Ottawa mayor sees no need for emergency meeting to address LRT, bus safety

·2 min read
Ottawa Mayor Jim Watson says councillors can receive information through direct questions to OC Transpo, and the agency's staff needs to focus on the issues that caused last week's light rail and bus problems. (Giacomo Panico/CBC - image credit)
Ottawa Mayor Jim Watson says councillors can receive information through direct questions to OC Transpo, and the agency's staff needs to focus on the issues that caused last week's light rail and bus problems. (Giacomo Panico/CBC - image credit)

Ottawa Mayor Jim Watson says there is no reason to hold an emergency meeting of the city's transit commission, which was requested by some city councillors due to concerns about the safety of trains and buses at OC Transpo.

"My number one objective is to ensure that our staff are working 100 per cent of the time on fixing any core problems," said Watson. "They've done that and we're going to move forward and we have a transit commission meeting next month."

Watson said Tuesday he supports the chair of the transit commission, Coun. Allan Hubley, who denied a request by two city councillors to bump up the committee's next meeting, which is currently scheduled more than a month from now on Sept. 20.

The request for an expedited meeting comes after the Aug. 8 derailment of a LRT vehicle, which was not carrying any passengers, that led to a week-long shutdown of the city's Confederation Line.

Investigators discovered the train car's axle bearing assembly was to blame for the derailment. A subsequent inspection of OC Transpo's entire fleet of 39 train cars found problems in eight other cars.

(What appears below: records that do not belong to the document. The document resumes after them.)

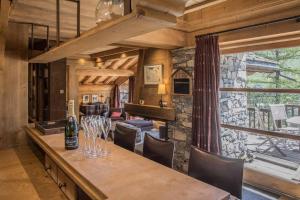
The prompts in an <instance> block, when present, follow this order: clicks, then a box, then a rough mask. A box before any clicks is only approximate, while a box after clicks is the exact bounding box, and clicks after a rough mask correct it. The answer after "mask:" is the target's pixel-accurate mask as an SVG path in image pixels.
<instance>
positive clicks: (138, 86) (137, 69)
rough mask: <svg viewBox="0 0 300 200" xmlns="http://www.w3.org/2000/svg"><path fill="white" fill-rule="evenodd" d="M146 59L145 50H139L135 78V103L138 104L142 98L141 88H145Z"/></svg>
mask: <svg viewBox="0 0 300 200" xmlns="http://www.w3.org/2000/svg"><path fill="white" fill-rule="evenodd" d="M144 59H145V50H144V49H141V50H139V60H138V66H137V72H136V74H137V76H136V79H135V92H134V95H133V103H135V104H137V103H139V100H140V95H141V90H142V89H143V84H144V67H143V65H144Z"/></svg>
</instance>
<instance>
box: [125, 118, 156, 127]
mask: <svg viewBox="0 0 300 200" xmlns="http://www.w3.org/2000/svg"><path fill="white" fill-rule="evenodd" d="M125 123H127V124H131V125H133V126H136V127H138V128H143V127H149V126H151V127H152V126H153V122H152V121H147V120H127V121H125Z"/></svg>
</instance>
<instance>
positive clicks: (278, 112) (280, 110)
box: [269, 104, 299, 133]
mask: <svg viewBox="0 0 300 200" xmlns="http://www.w3.org/2000/svg"><path fill="white" fill-rule="evenodd" d="M269 106H270V109H271V114H272V119H273V124H274V127H275V130H278V131H283V132H291V133H297V132H299V128H296V127H290V126H288V125H287V122H286V120H287V119H288V117H287V114H286V110H285V105H284V104H270V105H269ZM278 122H279V123H280V124H282V123H284V124H285V125H286V126H285V127H282V126H281V127H279V126H278Z"/></svg>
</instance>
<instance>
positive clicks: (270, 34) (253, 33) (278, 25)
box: [219, 19, 300, 45]
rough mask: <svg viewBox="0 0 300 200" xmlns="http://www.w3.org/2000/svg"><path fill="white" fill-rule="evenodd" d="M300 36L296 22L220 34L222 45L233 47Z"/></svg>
mask: <svg viewBox="0 0 300 200" xmlns="http://www.w3.org/2000/svg"><path fill="white" fill-rule="evenodd" d="M297 34H300V23H299V22H297V21H296V19H294V20H289V21H284V22H278V23H274V24H268V25H264V26H257V27H253V28H248V29H243V30H238V31H233V32H228V33H223V34H220V35H219V36H220V38H219V42H220V44H221V45H231V44H235V43H241V42H251V41H256V40H261V39H270V38H277V37H285V36H292V35H297Z"/></svg>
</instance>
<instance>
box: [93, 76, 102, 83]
mask: <svg viewBox="0 0 300 200" xmlns="http://www.w3.org/2000/svg"><path fill="white" fill-rule="evenodd" d="M99 78H101V76H96V78H94V79H93V80H92V81H91V83H93V84H95V83H97V81H98V80H99Z"/></svg>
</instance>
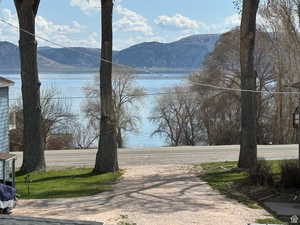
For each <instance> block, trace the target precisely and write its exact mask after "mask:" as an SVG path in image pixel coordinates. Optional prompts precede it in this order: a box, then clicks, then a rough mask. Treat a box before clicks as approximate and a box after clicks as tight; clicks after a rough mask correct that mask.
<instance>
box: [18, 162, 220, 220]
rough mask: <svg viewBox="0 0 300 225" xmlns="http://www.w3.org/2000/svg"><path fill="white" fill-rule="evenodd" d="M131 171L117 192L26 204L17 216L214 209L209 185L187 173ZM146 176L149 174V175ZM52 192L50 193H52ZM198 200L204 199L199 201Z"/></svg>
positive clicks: (119, 186)
mask: <svg viewBox="0 0 300 225" xmlns="http://www.w3.org/2000/svg"><path fill="white" fill-rule="evenodd" d="M138 169H140V168H139V167H137V168H130V169H128V170H127V171H126V172H125V173H126V174H125V177H124V178H122V179H121V181H120V182H119V183H118V184H116V185H115V188H114V190H113V191H109V192H103V193H101V194H98V195H95V196H89V197H82V198H71V199H52V200H28V201H26V200H22V201H20V202H19V205H18V206H17V209H16V210H15V213H16V214H24V213H25V214H26V212H31V213H33V214H34V215H35V216H62V217H63V216H66V215H70V216H71V217H76V216H78V215H80V214H85V215H87V214H96V213H103V212H107V211H110V210H114V209H125V210H126V211H129V212H130V211H135V212H136V211H139V212H140V213H143V214H152V213H158V212H159V213H173V212H178V211H190V212H192V211H198V210H199V208H203V209H204V208H205V209H214V208H215V204H216V203H215V202H214V201H209V200H203V196H209V195H214V198H213V199H216V198H217V199H218V198H219V199H220V201H222V197H221V196H218V194H216V193H214V192H211V191H209V190H208V187H207V185H205V183H203V182H201V181H200V180H199V179H198V178H196V177H195V176H193V175H191V174H190V173H188V172H187V171H186V170H182V169H181V170H175V169H174V170H175V171H172V173H169V172H170V171H164V169H162V170H161V171H155V172H154V174H153V173H152V172H151V170H150V171H147V170H145V168H144V167H143V171H144V170H145V171H146V172H143V171H139V172H137V171H135V170H138ZM145 173H146V174H145ZM49 191H50V190H49ZM197 196H199V197H200V196H202V197H200V198H198V197H197ZM204 199H205V198H204Z"/></svg>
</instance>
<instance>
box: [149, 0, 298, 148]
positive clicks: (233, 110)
mask: <svg viewBox="0 0 300 225" xmlns="http://www.w3.org/2000/svg"><path fill="white" fill-rule="evenodd" d="M295 10H297V5H296V2H295V1H289V0H281V1H278V2H276V3H269V4H261V7H260V9H259V12H258V15H259V18H260V25H259V26H258V27H257V32H256V42H255V52H254V70H255V73H256V87H257V89H256V90H257V93H256V94H255V95H256V101H257V104H256V107H257V110H256V111H257V113H256V127H257V132H256V137H257V143H258V144H271V143H272V144H291V143H295V141H296V137H295V129H293V121H292V120H293V118H292V115H293V112H294V110H295V108H296V106H297V105H298V101H299V100H298V98H299V97H298V95H297V94H295V93H290V92H296V91H297V90H295V89H294V88H292V87H291V86H292V84H293V83H294V82H295V81H297V80H298V81H299V80H300V79H299V78H300V74H299V71H300V70H299V63H298V62H299V57H300V51H299V50H300V49H299V46H300V45H299V44H300V39H299V34H298V26H299V17H298V14H297V13H296V12H295ZM240 89H241V67H240V30H239V28H235V29H234V30H232V31H229V32H227V33H225V34H223V35H221V37H220V39H219V41H218V42H217V43H216V46H215V49H214V51H213V52H212V53H211V54H210V55H209V56H208V57H207V58H206V60H205V63H204V68H203V69H202V70H201V71H199V72H196V73H193V74H192V75H191V76H190V79H189V81H188V82H187V85H186V87H185V88H182V87H181V88H180V87H178V88H176V89H172V90H169V95H166V96H162V97H160V98H159V99H158V102H157V106H156V108H155V110H154V114H153V117H152V118H151V119H152V121H153V122H154V123H156V124H157V129H156V130H155V132H154V133H153V134H159V135H162V136H164V137H165V138H166V141H167V142H168V143H169V144H170V145H173V146H177V145H199V144H209V145H228V144H240V142H241V140H240V139H241V137H240V134H241V91H239V90H240Z"/></svg>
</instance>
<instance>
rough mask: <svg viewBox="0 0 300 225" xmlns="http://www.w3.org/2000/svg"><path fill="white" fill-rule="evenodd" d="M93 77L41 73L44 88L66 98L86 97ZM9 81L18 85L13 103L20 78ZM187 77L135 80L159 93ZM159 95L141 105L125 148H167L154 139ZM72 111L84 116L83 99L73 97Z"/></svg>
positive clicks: (142, 75)
mask: <svg viewBox="0 0 300 225" xmlns="http://www.w3.org/2000/svg"><path fill="white" fill-rule="evenodd" d="M94 76H95V75H94V74H40V80H41V83H42V86H41V88H49V87H55V88H57V89H58V90H60V91H61V94H62V96H63V97H67V98H68V97H84V93H83V91H82V88H83V87H84V86H86V85H88V84H89V83H92V82H94ZM5 77H6V78H8V79H11V80H13V81H14V82H15V85H14V86H13V87H11V89H10V98H11V104H13V103H14V99H17V98H19V97H20V96H21V80H20V75H5ZM185 77H186V76H185V75H184V74H154V75H149V74H139V75H137V79H136V80H135V82H136V84H137V85H138V86H140V87H142V88H144V89H145V91H146V93H158V92H161V91H163V89H165V88H168V87H173V86H175V85H179V84H182V83H183V82H184V80H185ZM157 97H159V95H148V96H145V97H144V98H143V100H142V101H141V103H140V106H141V107H140V110H139V114H140V117H141V122H140V123H139V124H138V128H139V133H137V134H129V135H127V137H126V140H125V145H126V146H127V147H131V148H137V147H152V146H153V147H157V146H164V145H166V143H165V141H164V139H163V138H161V137H159V136H153V137H151V134H152V132H153V131H154V130H155V125H154V124H152V123H151V122H150V121H149V119H148V118H149V117H150V116H151V112H152V110H153V107H154V105H155V102H156V98H157ZM71 101H72V111H73V113H74V114H76V115H78V116H83V115H82V113H81V107H82V103H83V102H84V99H81V98H72V99H71Z"/></svg>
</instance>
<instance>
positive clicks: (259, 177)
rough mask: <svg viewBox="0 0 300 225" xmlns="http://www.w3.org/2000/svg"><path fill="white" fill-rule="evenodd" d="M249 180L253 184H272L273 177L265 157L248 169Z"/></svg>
mask: <svg viewBox="0 0 300 225" xmlns="http://www.w3.org/2000/svg"><path fill="white" fill-rule="evenodd" d="M249 179H250V182H251V183H252V184H254V185H262V186H273V185H274V178H273V173H272V167H271V165H270V164H269V163H268V162H267V161H266V160H265V159H259V160H258V161H257V164H256V166H255V167H254V168H253V169H251V170H250V171H249Z"/></svg>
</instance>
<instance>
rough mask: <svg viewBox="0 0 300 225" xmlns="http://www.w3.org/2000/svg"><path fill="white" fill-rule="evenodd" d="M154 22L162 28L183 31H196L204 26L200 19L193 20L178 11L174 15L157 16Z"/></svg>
mask: <svg viewBox="0 0 300 225" xmlns="http://www.w3.org/2000/svg"><path fill="white" fill-rule="evenodd" d="M154 23H155V24H157V25H159V26H161V27H163V28H169V29H174V30H183V31H197V30H199V29H201V28H204V27H205V26H206V25H205V24H204V23H202V22H200V21H197V20H193V19H191V18H188V17H186V16H183V15H181V14H179V13H177V14H175V16H165V15H163V16H159V17H158V18H157V19H156V20H155V21H154Z"/></svg>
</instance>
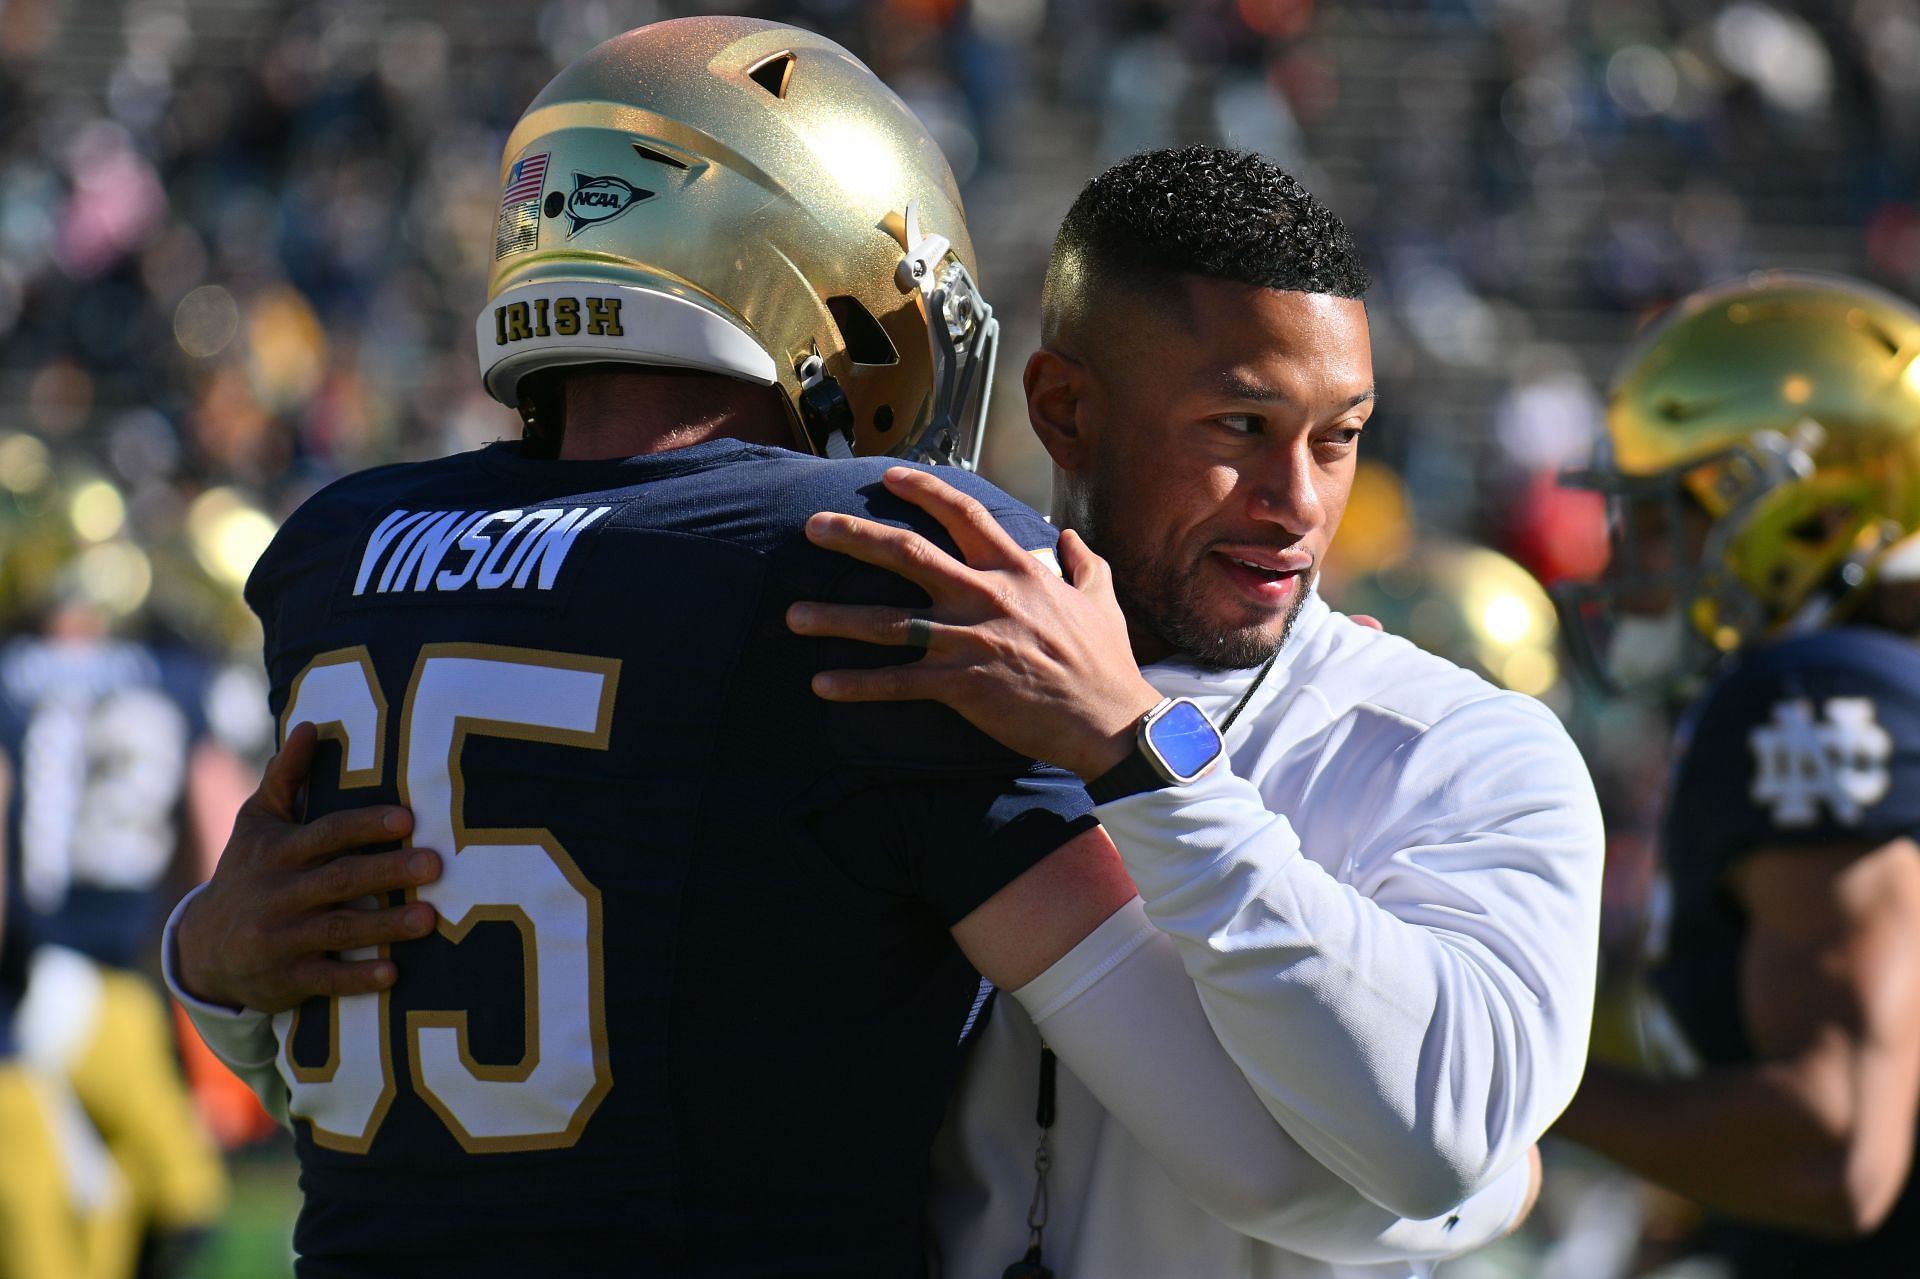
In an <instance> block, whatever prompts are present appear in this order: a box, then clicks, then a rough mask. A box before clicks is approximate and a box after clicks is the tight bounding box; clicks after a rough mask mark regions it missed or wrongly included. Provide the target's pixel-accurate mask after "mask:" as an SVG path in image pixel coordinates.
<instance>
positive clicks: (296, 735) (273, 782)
mask: <svg viewBox="0 0 1920 1279" xmlns="http://www.w3.org/2000/svg"><path fill="white" fill-rule="evenodd" d="M317 741H319V730H315V728H313V724H309V722H305V720H301V722H300V724H294V728H292V732H288V734H286V741H284V743H280V749H278V751H275V755H273V759H269V760H267V772H265V774H261V780H259V787H257V789H255V791H253V793H252V795H248V797H246V801H244V803H242V805H240V810H242V812H248V810H253V812H263V814H269V816H276V818H280V820H282V822H290V820H294V805H296V803H298V801H300V787H301V785H305V784H307V772H309V770H311V768H313V747H315V743H317Z"/></svg>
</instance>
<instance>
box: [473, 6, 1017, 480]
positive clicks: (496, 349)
mask: <svg viewBox="0 0 1920 1279" xmlns="http://www.w3.org/2000/svg"><path fill="white" fill-rule="evenodd" d="M474 336H476V342H478V350H480V369H482V374H484V378H486V386H488V392H490V394H492V396H493V398H495V399H501V401H505V403H509V405H516V407H520V411H522V415H526V417H528V421H530V426H532V424H534V421H536V419H538V417H540V415H541V413H545V411H549V409H541V407H540V405H541V399H543V396H541V378H538V376H534V374H540V373H543V371H547V369H557V367H564V365H586V363H605V361H614V363H636V365H655V367H678V369H701V371H707V373H722V374H728V376H737V378H747V380H751V382H760V384H764V386H776V384H778V386H780V388H781V390H783V392H785V399H787V405H789V409H791V417H793V428H795V442H797V447H801V449H808V451H814V453H824V455H851V453H893V455H899V457H910V459H920V461H941V463H960V465H966V467H972V465H973V463H975V459H977V457H979V430H981V422H983V421H985V415H987V394H989V390H991V382H993V361H995V350H996V344H998V323H996V321H995V319H993V307H989V305H987V302H985V298H981V294H979V288H977V286H975V282H973V246H972V240H970V238H968V230H966V221H964V215H962V209H960V192H958V188H956V186H954V179H952V173H950V171H948V167H947V161H945V157H943V156H941V150H939V146H937V144H935V142H933V138H931V136H929V134H927V131H925V129H924V127H922V125H920V121H918V119H916V117H914V113H912V111H910V109H908V108H906V104H902V102H900V100H899V98H897V96H895V94H893V92H891V90H889V88H887V86H885V84H881V83H879V79H877V77H876V75H874V73H872V71H868V69H866V67H864V65H860V61H858V60H856V58H854V56H852V54H849V52H847V50H843V48H841V46H839V44H833V42H831V40H828V38H824V36H818V35H812V33H808V31H801V29H797V27H785V25H780V23H770V21H758V19H751V17H684V19H676V21H662V23H655V25H651V27H641V29H637V31H628V33H626V35H620V36H614V38H611V40H607V42H605V44H599V46H597V48H593V50H589V52H588V54H586V56H582V58H580V60H578V61H574V63H572V65H568V67H566V69H564V71H561V73H559V75H557V77H555V79H553V83H551V84H547V86H545V88H543V90H541V92H540V96H538V98H534V102H532V106H530V108H528V109H526V115H522V117H520V123H518V127H515V131H513V134H511V136H509V138H507V150H505V154H503V156H501V204H499V225H497V234H495V244H493V273H492V280H490V286H488V305H486V309H484V311H482V313H480V319H478V323H476V326H474ZM528 378H534V382H532V384H528Z"/></svg>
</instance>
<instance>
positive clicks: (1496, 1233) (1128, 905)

The agency also pulled 19 double-decker buses out of service last week after a bus of the same model ended up in a ditch.

The incidents have prompted at least three city councillors to publicly request an expedited meeting of the transit commission.

The mayor argued councillors can send written questions to OC Transpo management if they seek immediate answers, and will receive a reply in a memo.

"The memos are actually quite thorough, four or five pages of information that's specific to the issues that we have raised as members of council, as well as members of the public," said Watson.

Alexander Behne/CBC
Alexander Behne/CBC

Memos are not enough, says councillor

One of the councillors requesting an emergency meeting, Catherine McKenney, said memos won't cut it given the gravity of the situation.

"There are too many things happening and we can't just count on a memo each day to keep residents, council and commission [informed], who are ultimately responsible to residents and to our customers," they said.

"We need to get those questions answered in a public forum."